The gap between operating margin (14.35%) and net margin (19.31%) is notable. Net margin exceeding operating margin is unusual and signals that below-the-line items — most likely investment income, gains on the equity portfolio, or tax-related items — are materially additive to reported earnings. This is precisely what the divergence between the $5.259 operating EPS and the $33.61 GAAP EPS reflects. Investors relying on the GAAP figure for valuation purposes are embedding a significant equity portfolio mark-to-market gain that may not recur in Q2, depending on market conditions through the second quarter.

No guidance was provided in the materials available. Berkshire does not issue formal guidance, consistent with long-standing practice.

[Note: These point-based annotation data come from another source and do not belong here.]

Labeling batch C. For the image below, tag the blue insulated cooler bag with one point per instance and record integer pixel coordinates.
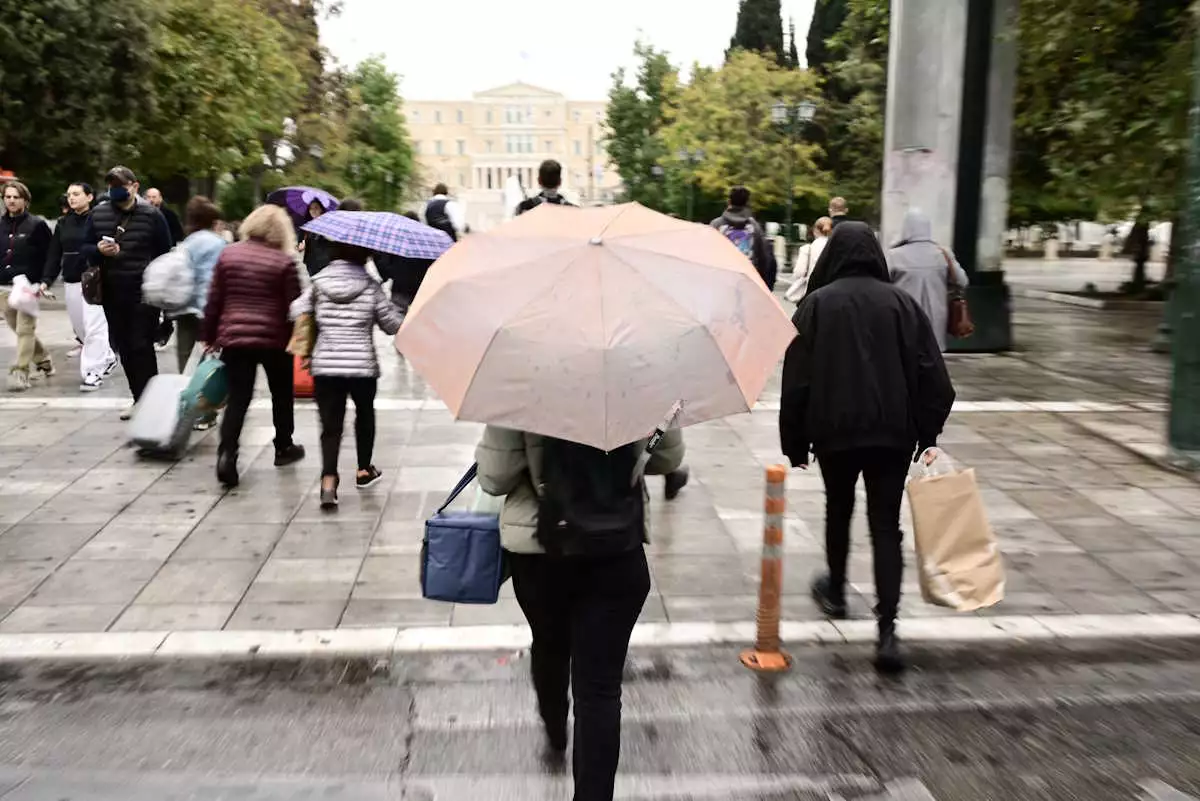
(461, 559)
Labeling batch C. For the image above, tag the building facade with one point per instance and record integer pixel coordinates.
(474, 146)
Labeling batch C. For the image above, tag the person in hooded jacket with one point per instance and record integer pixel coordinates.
(347, 303)
(927, 271)
(864, 387)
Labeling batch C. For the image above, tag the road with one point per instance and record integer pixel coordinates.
(1035, 723)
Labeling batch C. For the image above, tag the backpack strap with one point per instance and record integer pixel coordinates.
(472, 471)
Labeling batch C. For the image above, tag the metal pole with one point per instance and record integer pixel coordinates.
(1185, 416)
(767, 655)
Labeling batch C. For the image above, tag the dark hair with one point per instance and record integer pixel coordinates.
(352, 253)
(201, 214)
(550, 174)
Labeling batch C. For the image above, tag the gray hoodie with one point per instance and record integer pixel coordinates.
(348, 305)
(919, 266)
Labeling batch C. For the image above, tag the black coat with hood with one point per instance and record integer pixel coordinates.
(865, 371)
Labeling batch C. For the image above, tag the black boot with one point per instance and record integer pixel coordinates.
(227, 468)
(831, 602)
(888, 657)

Watchlist — Next 30 to 90 Days

  • Cash deployment activity: Monitor 13-F filings and any 8-K disclosures for evidence that the $380+ billion cash reserve is being deployed into equities, private transactions, or infrastructure; the absence of deployment in Q1 extends what is already an extended period of inactivity.
  • Investment gain/loss volatility: The spread between operating EPS ($5.259) and GAAP EPS ($33.61) will reverse sharply in any quarter where equity markets decline; Q2 portfolio mark-to-market exposure deserves close attention given macro uncertainty.
  • Abel's capital allocation signals: The first Abel-era annual letter and any public commentary on capital allocation priorities will be the earliest opportunity to assess whether the succession is substantive or merely ceremonial at the strategic level.
  • Valuation compression risk: With the stock carrying a reported 50% premium to financials-supported fair value, any deterioration in net margin or operating margin in Q2 removes a key support for the current multiple; the margin structure should be tracked sequentially, not just year-over-year.

The Q1 2026 print establishes that Berkshire Hathaway under Greg Abel is operationally stable and financially intact, but it provides no evidence — in margins, in capital deployment, or in strategic signaling — that the conditions necessary to justify a 50% valuation premium over current fundamental support have yet materialized.